AVR80 BA is formulated without hazardous solvents like Toluene or Xylene. This makes it a safer choice for operators while maintaining compliance with UL94V0 and MIL-I-46058C. It provides the same high-level protection as standard acrylics without the associated toxicity.
ABchimie® AVR80 BA: Safe, High-Spec Protection
ABchimie® AVR80 BA is a flexible, Halogen-free, and non-toxic transparent acrylic coating. It is specifically engineered to meet the highest resistance requirements (including NF EN 45545 for rail safety) while ensuring a safer manufacturing environment through its isocyanate-free formulation.
Performance Features
Maintains excellent adhesion and dielectric properties under extreme climatic conditions, with an operating range from -65°C to +150°C.
Can be safely soldered through for repairs or fully removed using ABchimie SND or ABclean. It is also resistant to mould growth.
Product Selector Guide
| Property | AVR80 BA | AVR80 BA HV | AVR80 BA DS |
|---|---|---|---|
| Form | Non-Toxic Liquid | High Viscosity Gel | Low Viscosity (Ready to Use) |
| Drying | 10-20 min (Touch) | <30 min (Touch) | Very Fast drying |
| Method | Spray/Dip/Brush | Dispense/Brush | Automated Spray/Dip |
Instructions for Use
AVR80 BA is suitable for spraying, dipping, or brushing. Standard application typically targets a dry film thickness of 25 microns. Optimal results are achieved at workshop temperatures above 16°C with relative humidity below 75%.
Process Recommendations
- Moisture Control: PCBs are composite materials that absorb moisture. To ensure full protection, remove moisture via an oven bake (3-4 hours at 60°C) before coating.

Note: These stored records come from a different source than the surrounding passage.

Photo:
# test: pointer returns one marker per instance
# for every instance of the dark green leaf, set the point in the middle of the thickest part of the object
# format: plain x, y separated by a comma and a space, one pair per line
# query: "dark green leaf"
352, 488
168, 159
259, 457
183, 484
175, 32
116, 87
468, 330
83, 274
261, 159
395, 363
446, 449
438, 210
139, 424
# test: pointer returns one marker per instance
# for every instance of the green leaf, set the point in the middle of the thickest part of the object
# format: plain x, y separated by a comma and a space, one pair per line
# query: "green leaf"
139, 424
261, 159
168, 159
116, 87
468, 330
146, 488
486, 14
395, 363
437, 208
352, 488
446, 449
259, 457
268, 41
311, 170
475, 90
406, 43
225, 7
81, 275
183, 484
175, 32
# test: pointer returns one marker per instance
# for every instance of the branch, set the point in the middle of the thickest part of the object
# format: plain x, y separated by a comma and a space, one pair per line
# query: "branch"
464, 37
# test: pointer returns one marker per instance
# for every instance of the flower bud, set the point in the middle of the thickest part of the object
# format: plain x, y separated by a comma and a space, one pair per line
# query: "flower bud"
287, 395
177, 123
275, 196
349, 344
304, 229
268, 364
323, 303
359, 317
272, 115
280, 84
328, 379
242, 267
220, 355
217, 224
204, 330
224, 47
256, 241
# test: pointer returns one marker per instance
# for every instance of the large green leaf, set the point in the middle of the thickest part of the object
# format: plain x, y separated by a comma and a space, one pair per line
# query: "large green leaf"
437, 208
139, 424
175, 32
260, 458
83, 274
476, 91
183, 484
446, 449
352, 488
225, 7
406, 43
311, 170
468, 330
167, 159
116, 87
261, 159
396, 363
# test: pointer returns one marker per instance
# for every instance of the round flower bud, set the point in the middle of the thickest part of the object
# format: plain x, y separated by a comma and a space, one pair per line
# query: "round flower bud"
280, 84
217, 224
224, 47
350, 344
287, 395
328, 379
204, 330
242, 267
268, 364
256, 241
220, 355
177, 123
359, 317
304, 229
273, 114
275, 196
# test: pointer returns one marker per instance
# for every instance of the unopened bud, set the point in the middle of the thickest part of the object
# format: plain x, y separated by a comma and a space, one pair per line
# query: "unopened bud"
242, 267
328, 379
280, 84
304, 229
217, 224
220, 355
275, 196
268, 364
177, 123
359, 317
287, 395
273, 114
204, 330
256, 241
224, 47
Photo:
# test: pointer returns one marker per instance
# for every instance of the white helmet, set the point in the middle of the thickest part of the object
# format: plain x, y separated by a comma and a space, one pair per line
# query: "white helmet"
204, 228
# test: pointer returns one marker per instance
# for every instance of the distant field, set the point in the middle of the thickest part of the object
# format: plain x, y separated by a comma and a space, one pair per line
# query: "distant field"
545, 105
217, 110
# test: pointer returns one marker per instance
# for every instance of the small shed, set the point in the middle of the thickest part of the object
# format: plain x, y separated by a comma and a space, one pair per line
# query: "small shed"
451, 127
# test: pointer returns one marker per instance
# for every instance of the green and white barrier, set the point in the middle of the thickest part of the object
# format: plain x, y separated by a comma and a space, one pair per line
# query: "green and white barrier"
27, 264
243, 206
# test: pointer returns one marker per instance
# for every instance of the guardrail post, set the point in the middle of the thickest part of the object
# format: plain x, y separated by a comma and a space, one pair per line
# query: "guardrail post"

- UV Inspection: The integrated UV tracer glows under blacklight. The brighter the reflection, the thicker the coating layer, allowing for simple and effective quality control.
- Homogenization: Always mix before use. If you observe a "white veil" or cloudiness, simply stir the varnish to restore a homogeneous consistency.
- Immediate Coating: Boards can be coated immediately after soldering. If boards have been stored for over 48 hours, a drying cycle is required.